The ECG and a questionnaire filled in by everyone who is screened are sent to cardiologists in London who have particular expertise in young sudden cardiac death (YSCD).
In cases of serious abnormalities it might be possible to take measures, such as surgery or the fitting of a specialised pacemaker, to reduce the likelihood of YSCD.
About 400 young people have been tested in Colchester over the past three years. So far, no major problems have been detected but a few people have been successfully treated for minor abnormalities.
Caroline says the value of screening is proven in countries where it is undertaken routinely. For instance, anyone who wants to join a sports club in Italy has a yearly ECG and death rates have fallen considerably as a result.
Routine screening in the UK seems a far off dream at the moment, but it is the goal to which Caroline aspires.
the next clinic at Colchester is on September 29. To find out more, visit the CRY website at http://www.c-r-y.org.uk and click on ‘screening’ or call 0207 423 7200.
YOUNG SUDDEN CARDIAC DEATHS (YSCD)
High-profile YSCD victims have included Mark-Vivien Foe, the former Manchester City and Cameroon midfielder, who died during an international match in 2003, aged 28, and Daniel Yorath, brother of TV presenter Gabby Logan and son of former international footballer Terry Yorath, who died at the age of 15.

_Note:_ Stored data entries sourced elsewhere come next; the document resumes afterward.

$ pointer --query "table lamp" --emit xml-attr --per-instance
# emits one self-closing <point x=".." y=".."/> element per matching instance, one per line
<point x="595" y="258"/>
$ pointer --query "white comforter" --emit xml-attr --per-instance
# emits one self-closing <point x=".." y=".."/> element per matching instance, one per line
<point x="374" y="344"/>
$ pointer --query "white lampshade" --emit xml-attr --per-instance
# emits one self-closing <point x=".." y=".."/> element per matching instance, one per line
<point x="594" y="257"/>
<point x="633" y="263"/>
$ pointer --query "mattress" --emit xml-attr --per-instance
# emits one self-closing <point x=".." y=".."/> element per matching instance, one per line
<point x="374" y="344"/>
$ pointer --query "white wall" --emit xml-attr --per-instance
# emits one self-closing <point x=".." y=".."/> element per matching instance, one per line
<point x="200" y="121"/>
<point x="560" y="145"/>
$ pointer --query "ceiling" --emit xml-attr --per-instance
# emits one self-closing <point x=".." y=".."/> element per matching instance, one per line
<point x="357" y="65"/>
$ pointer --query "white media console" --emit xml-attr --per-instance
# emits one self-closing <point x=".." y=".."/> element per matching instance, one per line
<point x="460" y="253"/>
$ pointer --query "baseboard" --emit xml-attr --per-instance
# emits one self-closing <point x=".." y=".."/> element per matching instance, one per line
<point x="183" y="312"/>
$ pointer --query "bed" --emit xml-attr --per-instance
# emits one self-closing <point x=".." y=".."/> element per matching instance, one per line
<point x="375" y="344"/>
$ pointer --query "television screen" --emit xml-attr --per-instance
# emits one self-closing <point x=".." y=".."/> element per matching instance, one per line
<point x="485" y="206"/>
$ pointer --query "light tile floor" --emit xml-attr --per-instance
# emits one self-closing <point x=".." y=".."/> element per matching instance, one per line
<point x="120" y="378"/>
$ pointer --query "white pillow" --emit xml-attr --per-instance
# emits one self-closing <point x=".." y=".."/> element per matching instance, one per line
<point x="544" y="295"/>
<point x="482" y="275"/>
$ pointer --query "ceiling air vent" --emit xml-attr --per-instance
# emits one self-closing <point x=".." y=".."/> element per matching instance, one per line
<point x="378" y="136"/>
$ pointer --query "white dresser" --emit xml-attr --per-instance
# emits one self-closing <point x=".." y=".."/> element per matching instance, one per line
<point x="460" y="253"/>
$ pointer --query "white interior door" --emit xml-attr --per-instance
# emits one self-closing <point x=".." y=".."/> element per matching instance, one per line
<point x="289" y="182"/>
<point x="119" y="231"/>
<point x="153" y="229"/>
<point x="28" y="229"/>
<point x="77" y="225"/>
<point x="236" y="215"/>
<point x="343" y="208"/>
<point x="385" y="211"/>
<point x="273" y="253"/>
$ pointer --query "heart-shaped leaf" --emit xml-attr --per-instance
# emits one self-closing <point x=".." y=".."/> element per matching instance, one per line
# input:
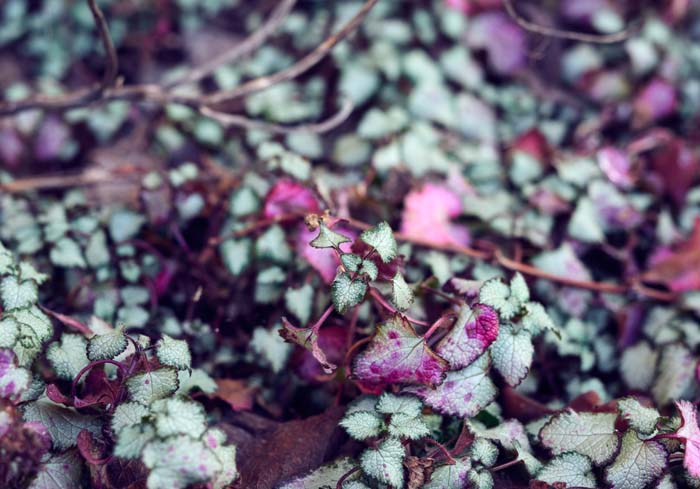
<point x="464" y="392"/>
<point x="346" y="292"/>
<point x="590" y="434"/>
<point x="398" y="355"/>
<point x="639" y="463"/>
<point x="512" y="354"/>
<point x="474" y="331"/>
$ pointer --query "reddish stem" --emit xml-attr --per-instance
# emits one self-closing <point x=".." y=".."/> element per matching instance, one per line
<point x="437" y="324"/>
<point x="443" y="449"/>
<point x="317" y="325"/>
<point x="377" y="296"/>
<point x="68" y="321"/>
<point x="505" y="465"/>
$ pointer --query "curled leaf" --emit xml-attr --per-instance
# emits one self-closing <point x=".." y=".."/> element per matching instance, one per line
<point x="398" y="355"/>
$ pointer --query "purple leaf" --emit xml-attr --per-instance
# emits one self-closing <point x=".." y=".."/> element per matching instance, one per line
<point x="464" y="392"/>
<point x="427" y="213"/>
<point x="471" y="335"/>
<point x="617" y="166"/>
<point x="656" y="101"/>
<point x="398" y="355"/>
<point x="502" y="39"/>
<point x="288" y="196"/>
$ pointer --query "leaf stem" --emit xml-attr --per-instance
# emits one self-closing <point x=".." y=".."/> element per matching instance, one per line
<point x="443" y="449"/>
<point x="437" y="324"/>
<point x="377" y="296"/>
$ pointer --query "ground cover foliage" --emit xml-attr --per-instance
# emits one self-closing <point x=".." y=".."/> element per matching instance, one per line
<point x="350" y="245"/>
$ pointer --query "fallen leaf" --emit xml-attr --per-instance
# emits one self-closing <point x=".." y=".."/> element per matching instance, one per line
<point x="427" y="214"/>
<point x="679" y="269"/>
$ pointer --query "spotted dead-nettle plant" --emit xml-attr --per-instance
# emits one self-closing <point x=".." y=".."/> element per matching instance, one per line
<point x="106" y="402"/>
<point x="428" y="415"/>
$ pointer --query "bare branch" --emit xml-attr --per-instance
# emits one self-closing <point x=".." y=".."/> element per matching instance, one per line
<point x="298" y="68"/>
<point x="245" y="47"/>
<point x="106" y="91"/>
<point x="563" y="34"/>
<point x="80" y="97"/>
<point x="112" y="68"/>
<point x="236" y="120"/>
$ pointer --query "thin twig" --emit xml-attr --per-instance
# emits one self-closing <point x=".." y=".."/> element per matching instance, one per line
<point x="536" y="272"/>
<point x="563" y="34"/>
<point x="298" y="68"/>
<point x="80" y="97"/>
<point x="245" y="47"/>
<point x="112" y="69"/>
<point x="89" y="177"/>
<point x="497" y="256"/>
<point x="237" y="120"/>
<point x="106" y="91"/>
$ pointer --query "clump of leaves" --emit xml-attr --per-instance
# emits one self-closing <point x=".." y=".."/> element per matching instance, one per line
<point x="128" y="400"/>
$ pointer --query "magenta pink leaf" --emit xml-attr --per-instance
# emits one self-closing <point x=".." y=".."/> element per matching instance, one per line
<point x="464" y="392"/>
<point x="398" y="355"/>
<point x="656" y="101"/>
<point x="471" y="335"/>
<point x="427" y="213"/>
<point x="617" y="166"/>
<point x="690" y="433"/>
<point x="503" y="40"/>
<point x="288" y="196"/>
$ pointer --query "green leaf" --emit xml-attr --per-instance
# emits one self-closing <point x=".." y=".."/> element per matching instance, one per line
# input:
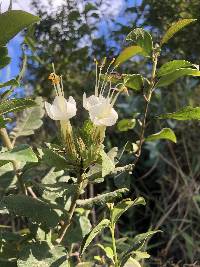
<point x="108" y="251"/>
<point x="102" y="199"/>
<point x="108" y="165"/>
<point x="53" y="159"/>
<point x="165" y="133"/>
<point x="123" y="206"/>
<point x="4" y="58"/>
<point x="15" y="105"/>
<point x="171" y="77"/>
<point x="12" y="22"/>
<point x="23" y="153"/>
<point x="32" y="208"/>
<point x="12" y="82"/>
<point x="174" y="65"/>
<point x="126" y="124"/>
<point x="132" y="263"/>
<point x="39" y="254"/>
<point x="141" y="38"/>
<point x="176" y="27"/>
<point x="139" y="239"/>
<point x="127" y="53"/>
<point x="138" y="242"/>
<point x="186" y="113"/>
<point x="29" y="121"/>
<point x="95" y="231"/>
<point x="133" y="81"/>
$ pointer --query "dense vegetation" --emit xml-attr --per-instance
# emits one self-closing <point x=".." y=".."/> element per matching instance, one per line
<point x="166" y="174"/>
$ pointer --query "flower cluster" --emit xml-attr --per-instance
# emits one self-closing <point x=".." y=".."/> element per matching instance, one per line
<point x="100" y="106"/>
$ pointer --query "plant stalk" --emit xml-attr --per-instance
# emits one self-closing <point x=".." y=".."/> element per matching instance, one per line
<point x="71" y="210"/>
<point x="112" y="230"/>
<point x="7" y="142"/>
<point x="147" y="100"/>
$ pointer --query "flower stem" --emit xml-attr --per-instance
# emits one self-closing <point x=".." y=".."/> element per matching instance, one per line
<point x="7" y="142"/>
<point x="147" y="100"/>
<point x="112" y="230"/>
<point x="72" y="209"/>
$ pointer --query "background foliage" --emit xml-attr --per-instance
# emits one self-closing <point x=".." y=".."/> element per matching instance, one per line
<point x="167" y="174"/>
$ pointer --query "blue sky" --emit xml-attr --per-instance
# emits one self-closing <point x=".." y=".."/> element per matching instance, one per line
<point x="14" y="46"/>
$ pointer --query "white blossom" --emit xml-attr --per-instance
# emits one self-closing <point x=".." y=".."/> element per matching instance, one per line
<point x="61" y="109"/>
<point x="100" y="105"/>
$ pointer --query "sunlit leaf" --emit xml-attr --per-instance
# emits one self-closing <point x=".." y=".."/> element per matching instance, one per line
<point x="141" y="38"/>
<point x="165" y="133"/>
<point x="123" y="206"/>
<point x="126" y="124"/>
<point x="127" y="53"/>
<point x="12" y="22"/>
<point x="175" y="27"/>
<point x="174" y="65"/>
<point x="186" y="113"/>
<point x="95" y="231"/>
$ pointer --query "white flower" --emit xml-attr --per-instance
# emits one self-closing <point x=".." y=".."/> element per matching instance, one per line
<point x="100" y="107"/>
<point x="61" y="109"/>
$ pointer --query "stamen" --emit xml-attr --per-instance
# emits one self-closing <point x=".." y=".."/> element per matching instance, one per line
<point x="104" y="83"/>
<point x="96" y="86"/>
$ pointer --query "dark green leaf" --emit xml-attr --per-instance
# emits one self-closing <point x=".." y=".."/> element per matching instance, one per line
<point x="12" y="82"/>
<point x="34" y="209"/>
<point x="176" y="27"/>
<point x="102" y="199"/>
<point x="23" y="153"/>
<point x="126" y="124"/>
<point x="133" y="81"/>
<point x="95" y="231"/>
<point x="171" y="77"/>
<point x="141" y="38"/>
<point x="127" y="53"/>
<point x="15" y="105"/>
<point x="186" y="113"/>
<point x="12" y="22"/>
<point x="4" y="58"/>
<point x="165" y="133"/>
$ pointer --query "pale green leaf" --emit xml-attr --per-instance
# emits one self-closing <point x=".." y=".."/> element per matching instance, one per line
<point x="186" y="113"/>
<point x="102" y="199"/>
<point x="15" y="105"/>
<point x="174" y="65"/>
<point x="12" y="22"/>
<point x="123" y="206"/>
<point x="127" y="53"/>
<point x="175" y="27"/>
<point x="29" y="121"/>
<point x="171" y="77"/>
<point x="108" y="165"/>
<point x="95" y="231"/>
<point x="23" y="153"/>
<point x="126" y="124"/>
<point x="108" y="251"/>
<point x="141" y="38"/>
<point x="165" y="133"/>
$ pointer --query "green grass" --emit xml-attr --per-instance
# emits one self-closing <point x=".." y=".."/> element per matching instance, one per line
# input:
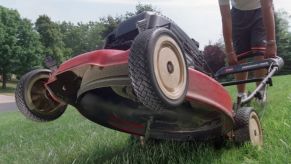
<point x="10" y="88"/>
<point x="73" y="139"/>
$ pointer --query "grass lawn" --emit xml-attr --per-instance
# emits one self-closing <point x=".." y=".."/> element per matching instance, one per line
<point x="9" y="90"/>
<point x="73" y="139"/>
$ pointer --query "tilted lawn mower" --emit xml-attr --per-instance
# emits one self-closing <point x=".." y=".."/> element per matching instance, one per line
<point x="149" y="80"/>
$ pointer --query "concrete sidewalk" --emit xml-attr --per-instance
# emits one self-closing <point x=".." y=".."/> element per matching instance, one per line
<point x="6" y="99"/>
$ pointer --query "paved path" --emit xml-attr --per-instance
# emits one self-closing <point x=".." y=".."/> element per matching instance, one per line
<point x="7" y="103"/>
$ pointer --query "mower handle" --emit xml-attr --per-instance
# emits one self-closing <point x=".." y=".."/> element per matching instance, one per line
<point x="250" y="66"/>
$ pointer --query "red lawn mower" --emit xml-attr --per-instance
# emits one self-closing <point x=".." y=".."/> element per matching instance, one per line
<point x="149" y="80"/>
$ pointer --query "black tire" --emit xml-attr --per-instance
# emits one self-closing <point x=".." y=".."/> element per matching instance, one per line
<point x="34" y="101"/>
<point x="247" y="127"/>
<point x="145" y="81"/>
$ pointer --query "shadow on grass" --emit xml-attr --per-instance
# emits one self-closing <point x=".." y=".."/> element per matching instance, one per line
<point x="165" y="152"/>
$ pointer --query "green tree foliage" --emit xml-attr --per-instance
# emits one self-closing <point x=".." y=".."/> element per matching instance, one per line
<point x="82" y="38"/>
<point x="52" y="39"/>
<point x="283" y="37"/>
<point x="20" y="48"/>
<point x="111" y="22"/>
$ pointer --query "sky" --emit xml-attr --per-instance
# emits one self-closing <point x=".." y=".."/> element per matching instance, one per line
<point x="200" y="19"/>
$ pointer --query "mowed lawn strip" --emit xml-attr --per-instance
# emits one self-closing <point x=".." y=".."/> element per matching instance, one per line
<point x="73" y="139"/>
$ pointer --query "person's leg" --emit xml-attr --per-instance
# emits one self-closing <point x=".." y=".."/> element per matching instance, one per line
<point x="258" y="44"/>
<point x="241" y="34"/>
<point x="262" y="72"/>
<point x="241" y="88"/>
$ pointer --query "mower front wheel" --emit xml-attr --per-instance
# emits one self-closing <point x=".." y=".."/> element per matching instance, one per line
<point x="248" y="127"/>
<point x="34" y="101"/>
<point x="158" y="69"/>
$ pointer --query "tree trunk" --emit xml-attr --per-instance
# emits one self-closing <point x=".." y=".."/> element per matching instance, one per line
<point x="4" y="80"/>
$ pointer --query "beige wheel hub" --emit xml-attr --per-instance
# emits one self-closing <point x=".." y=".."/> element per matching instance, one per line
<point x="256" y="135"/>
<point x="170" y="67"/>
<point x="37" y="97"/>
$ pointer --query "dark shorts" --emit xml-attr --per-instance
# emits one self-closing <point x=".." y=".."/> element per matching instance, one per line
<point x="248" y="32"/>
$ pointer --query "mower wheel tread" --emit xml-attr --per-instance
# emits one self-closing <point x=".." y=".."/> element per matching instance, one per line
<point x="20" y="99"/>
<point x="139" y="73"/>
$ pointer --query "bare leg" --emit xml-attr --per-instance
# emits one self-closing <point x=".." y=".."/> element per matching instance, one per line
<point x="241" y="88"/>
<point x="261" y="72"/>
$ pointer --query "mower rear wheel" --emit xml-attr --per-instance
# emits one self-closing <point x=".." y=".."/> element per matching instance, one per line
<point x="248" y="127"/>
<point x="34" y="101"/>
<point x="158" y="69"/>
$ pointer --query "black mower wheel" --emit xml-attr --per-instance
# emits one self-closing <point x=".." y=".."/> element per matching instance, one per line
<point x="158" y="69"/>
<point x="248" y="127"/>
<point x="34" y="101"/>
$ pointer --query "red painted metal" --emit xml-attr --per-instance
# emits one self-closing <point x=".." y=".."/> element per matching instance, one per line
<point x="102" y="58"/>
<point x="202" y="88"/>
<point x="207" y="91"/>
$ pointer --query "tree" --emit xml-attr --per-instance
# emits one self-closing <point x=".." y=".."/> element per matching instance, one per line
<point x="18" y="44"/>
<point x="51" y="38"/>
<point x="82" y="38"/>
<point x="283" y="37"/>
<point x="110" y="22"/>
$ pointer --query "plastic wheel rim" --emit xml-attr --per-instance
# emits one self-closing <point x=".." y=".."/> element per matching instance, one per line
<point x="170" y="67"/>
<point x="37" y="97"/>
<point x="255" y="130"/>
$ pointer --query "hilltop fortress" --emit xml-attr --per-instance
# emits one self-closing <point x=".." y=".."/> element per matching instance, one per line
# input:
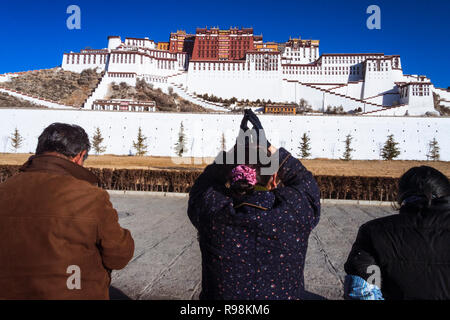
<point x="237" y="63"/>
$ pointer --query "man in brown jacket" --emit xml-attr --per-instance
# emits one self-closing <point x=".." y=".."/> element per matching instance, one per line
<point x="59" y="234"/>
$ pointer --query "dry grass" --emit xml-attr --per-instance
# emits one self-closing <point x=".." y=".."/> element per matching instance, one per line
<point x="363" y="168"/>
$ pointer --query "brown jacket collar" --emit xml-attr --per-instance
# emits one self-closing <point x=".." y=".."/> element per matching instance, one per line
<point x="58" y="165"/>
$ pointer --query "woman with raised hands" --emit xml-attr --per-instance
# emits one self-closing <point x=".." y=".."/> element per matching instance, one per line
<point x="253" y="226"/>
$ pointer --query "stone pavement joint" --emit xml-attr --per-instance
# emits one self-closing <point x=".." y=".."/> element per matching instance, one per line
<point x="167" y="261"/>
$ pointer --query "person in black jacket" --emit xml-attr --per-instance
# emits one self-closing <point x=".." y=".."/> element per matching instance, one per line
<point x="253" y="228"/>
<point x="410" y="250"/>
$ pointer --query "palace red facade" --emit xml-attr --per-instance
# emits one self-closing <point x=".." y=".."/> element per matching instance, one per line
<point x="215" y="44"/>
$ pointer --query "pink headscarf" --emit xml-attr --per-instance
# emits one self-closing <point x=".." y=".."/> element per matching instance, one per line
<point x="245" y="174"/>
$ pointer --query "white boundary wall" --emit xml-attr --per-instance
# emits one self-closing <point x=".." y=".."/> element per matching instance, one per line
<point x="204" y="131"/>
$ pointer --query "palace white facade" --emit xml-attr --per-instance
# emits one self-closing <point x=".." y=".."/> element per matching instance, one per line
<point x="369" y="84"/>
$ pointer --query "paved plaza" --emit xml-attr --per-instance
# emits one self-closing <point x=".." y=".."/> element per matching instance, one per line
<point x="167" y="262"/>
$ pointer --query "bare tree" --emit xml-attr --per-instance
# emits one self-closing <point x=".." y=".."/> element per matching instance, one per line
<point x="97" y="140"/>
<point x="16" y="140"/>
<point x="140" y="145"/>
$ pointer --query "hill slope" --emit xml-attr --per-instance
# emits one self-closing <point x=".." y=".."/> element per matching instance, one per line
<point x="55" y="84"/>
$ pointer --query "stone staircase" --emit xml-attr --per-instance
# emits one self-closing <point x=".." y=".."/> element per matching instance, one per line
<point x="183" y="93"/>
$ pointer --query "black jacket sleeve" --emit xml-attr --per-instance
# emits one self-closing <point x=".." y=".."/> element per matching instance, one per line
<point x="208" y="191"/>
<point x="362" y="255"/>
<point x="299" y="189"/>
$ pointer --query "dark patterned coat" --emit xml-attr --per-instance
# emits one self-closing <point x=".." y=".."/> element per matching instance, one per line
<point x="254" y="248"/>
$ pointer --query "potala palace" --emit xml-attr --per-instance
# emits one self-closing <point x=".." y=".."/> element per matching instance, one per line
<point x="237" y="63"/>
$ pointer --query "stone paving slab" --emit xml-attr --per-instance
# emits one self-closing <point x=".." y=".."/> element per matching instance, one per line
<point x="167" y="261"/>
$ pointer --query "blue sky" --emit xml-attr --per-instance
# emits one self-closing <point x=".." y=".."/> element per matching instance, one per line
<point x="34" y="33"/>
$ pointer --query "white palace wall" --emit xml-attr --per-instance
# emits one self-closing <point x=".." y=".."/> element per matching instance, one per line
<point x="204" y="131"/>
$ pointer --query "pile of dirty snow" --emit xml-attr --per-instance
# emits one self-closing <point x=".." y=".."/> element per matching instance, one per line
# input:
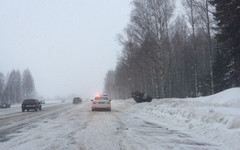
<point x="216" y="117"/>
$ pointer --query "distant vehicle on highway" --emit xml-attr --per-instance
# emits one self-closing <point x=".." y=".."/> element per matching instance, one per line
<point x="101" y="102"/>
<point x="77" y="100"/>
<point x="5" y="105"/>
<point x="28" y="104"/>
<point x="42" y="102"/>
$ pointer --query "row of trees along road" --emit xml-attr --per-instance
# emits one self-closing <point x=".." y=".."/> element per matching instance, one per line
<point x="171" y="55"/>
<point x="16" y="87"/>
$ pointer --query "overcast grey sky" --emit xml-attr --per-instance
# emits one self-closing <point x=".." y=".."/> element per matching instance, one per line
<point x="68" y="45"/>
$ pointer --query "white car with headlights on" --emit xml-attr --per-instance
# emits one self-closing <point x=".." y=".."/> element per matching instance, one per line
<point x="101" y="102"/>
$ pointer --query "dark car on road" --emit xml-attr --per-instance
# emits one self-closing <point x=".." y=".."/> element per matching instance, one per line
<point x="31" y="104"/>
<point x="77" y="100"/>
<point x="5" y="105"/>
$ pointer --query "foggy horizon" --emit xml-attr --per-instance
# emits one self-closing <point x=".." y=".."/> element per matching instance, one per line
<point x="67" y="45"/>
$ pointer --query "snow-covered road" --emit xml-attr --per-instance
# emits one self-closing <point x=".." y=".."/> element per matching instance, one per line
<point x="74" y="127"/>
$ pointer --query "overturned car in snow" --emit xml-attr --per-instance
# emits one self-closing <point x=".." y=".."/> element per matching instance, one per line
<point x="141" y="97"/>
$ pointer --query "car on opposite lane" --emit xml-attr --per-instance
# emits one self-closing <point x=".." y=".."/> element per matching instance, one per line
<point x="5" y="105"/>
<point x="28" y="104"/>
<point x="101" y="102"/>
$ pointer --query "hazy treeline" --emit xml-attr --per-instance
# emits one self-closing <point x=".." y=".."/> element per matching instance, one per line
<point x="16" y="86"/>
<point x="169" y="55"/>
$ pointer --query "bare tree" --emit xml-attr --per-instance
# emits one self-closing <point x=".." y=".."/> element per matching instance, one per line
<point x="28" y="86"/>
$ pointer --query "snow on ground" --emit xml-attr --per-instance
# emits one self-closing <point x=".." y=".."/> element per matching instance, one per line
<point x="204" y="123"/>
<point x="215" y="117"/>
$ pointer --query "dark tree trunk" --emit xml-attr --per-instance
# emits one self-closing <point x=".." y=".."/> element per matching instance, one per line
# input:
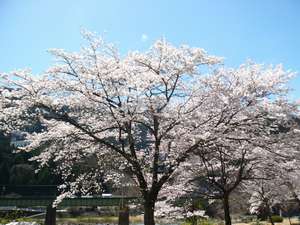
<point x="226" y="209"/>
<point x="50" y="218"/>
<point x="270" y="218"/>
<point x="149" y="213"/>
<point x="124" y="215"/>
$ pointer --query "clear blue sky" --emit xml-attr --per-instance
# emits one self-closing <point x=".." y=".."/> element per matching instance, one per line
<point x="266" y="31"/>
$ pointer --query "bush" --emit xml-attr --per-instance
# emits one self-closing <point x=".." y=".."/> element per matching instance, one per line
<point x="277" y="219"/>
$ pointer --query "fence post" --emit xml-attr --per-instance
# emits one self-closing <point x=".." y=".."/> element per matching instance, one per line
<point x="50" y="218"/>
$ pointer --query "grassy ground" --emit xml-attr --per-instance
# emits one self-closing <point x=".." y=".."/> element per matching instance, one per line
<point x="285" y="222"/>
<point x="79" y="220"/>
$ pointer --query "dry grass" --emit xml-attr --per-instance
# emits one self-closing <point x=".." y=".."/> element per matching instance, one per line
<point x="285" y="222"/>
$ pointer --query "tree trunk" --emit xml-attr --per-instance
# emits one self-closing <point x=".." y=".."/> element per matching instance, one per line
<point x="226" y="209"/>
<point x="124" y="215"/>
<point x="270" y="218"/>
<point x="149" y="213"/>
<point x="50" y="218"/>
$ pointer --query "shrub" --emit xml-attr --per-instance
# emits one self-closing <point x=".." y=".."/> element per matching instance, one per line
<point x="277" y="219"/>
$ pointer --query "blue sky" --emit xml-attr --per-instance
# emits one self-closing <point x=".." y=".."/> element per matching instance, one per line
<point x="266" y="31"/>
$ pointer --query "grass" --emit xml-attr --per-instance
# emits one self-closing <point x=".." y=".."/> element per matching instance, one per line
<point x="79" y="219"/>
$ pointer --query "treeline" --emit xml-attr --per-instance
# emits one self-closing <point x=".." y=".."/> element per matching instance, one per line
<point x="16" y="169"/>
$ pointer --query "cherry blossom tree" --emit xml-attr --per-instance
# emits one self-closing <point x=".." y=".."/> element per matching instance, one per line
<point x="129" y="113"/>
<point x="142" y="114"/>
<point x="245" y="136"/>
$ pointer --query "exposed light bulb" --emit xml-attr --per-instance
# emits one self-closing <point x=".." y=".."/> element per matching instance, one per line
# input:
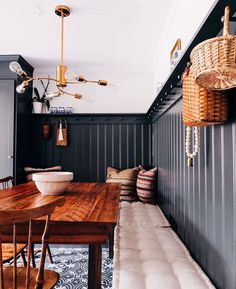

Sudden cardiac death is an umbrella term used for the many different causes of cardiac arrest in young people. It is defined as an event that is non-traumatic, non-violent, unexpected and resulting from sudden cardiac arrest within six hours of previously witness normal health. Conditions include thickening or abnormal structure of the heart muscle and irregularities of the electrical impulses that upset the natural rhythm of the heart.
Cardiac Risk in the Young raises awareness of the symptoms of cardiac abnormalities and conditi9on which can lead to sudden cardiac death while emphasising the considerable amount that can be done to help young people who have been diagnosed as having a cardiac abnormality.. CRY is also supporting medical research into sudden cardiac death and sudden death syndrome and offering counselling and support to families affected by sudden cardiac death. CRY brings ECG testing and cardiac screening events to the general public to detect cardiacabnormalities and supplies much needed medical equipment to clinics around the UK in order to detect cardiac abnormalities and prevent sudden cardiac death.
The most common cause of sudden death in young people in Hypertrophic Cardiomyoptahy (HCM) – which in simple terms is called a ‘chunky heat muscle heart disorder. It is a relatively uncommon heart disease, although is estimated that 109,000 people in the United Kingdom have the condition.
Arrhythmogenic Right Ventrical Cardiomyopathy (ARVC) is probably the second most co9mmon cause of unexpected sudden death in the young. It is characterised by a progressive replacement of normal right ventricular muscles cells by fibrous tissues and fat.